Under the Procuradoria-Geral da Reública there are also four procuradorias-gerais distritais (district attorneys-general's offices) and 23 procuradorias da República (attorney's offices). The first ones represent the Public Prosecution Service in the courts of second instance and the last ones in the courts of first instance.

For the role of directing the criminal investigation, each of the Public Prosecution Service offices includes a department of investigation and prosecution, composed of attorneys specially dedicated to the investigation of the most serious crimes. For the criminal investigation, the Public Prosecution Service also controls the activity of the Judiciary Police.

==Public Prosecution Service magistrates==
The attorneys of the Public Prosecution Service are magistrates as the judges, but constitute a parallel and independent body from the Portuguese Judicial Magistracy.

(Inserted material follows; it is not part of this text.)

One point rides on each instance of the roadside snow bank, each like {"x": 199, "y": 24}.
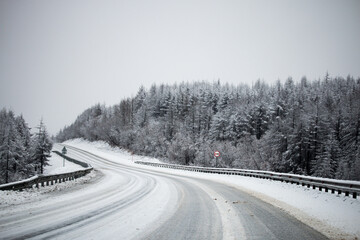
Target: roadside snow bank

The career of the magistrates of the Public Prosecution Service includes the following categories: procurador-geral-adjunto (deputy attorney-general), procurador da República (attorney) and procurador-adjunto (deputy attorney).

The Procurador-Geral da República (attorney-general) has also the status of the magistrate while in office, but it is not mandatory that he or she had been a Public Prosecution Service magistrate before being appointed for the role. Regarding the Vice-Procurador-Geral da República (vice-attorney-general), he or she is a magistrate with mandatory origin in the Public Prosecution Service career magistracy.

The Public Prosecution Service is represented by the Procurador-Geral da República and by procuradores-gerais-adjuntos before the Supreme Court of Justice, the Constitutional Court, the Supreme Administrative Court and the Accountants Court. It is represented by procuradores-gerais-adjuntos before the relações and the central administrative courts. Before the first instance courts, it is represented by procuradores-gerais-adjuntos, procuradores da República and procuradores-adjuntos.

The access to the career of Public Prosecution Service magistrate obeys to the same previous conditions as the access to the careers of judges, also implying the graduation in the Centro de Estudos Judiciários (Center of Judiciary Studies).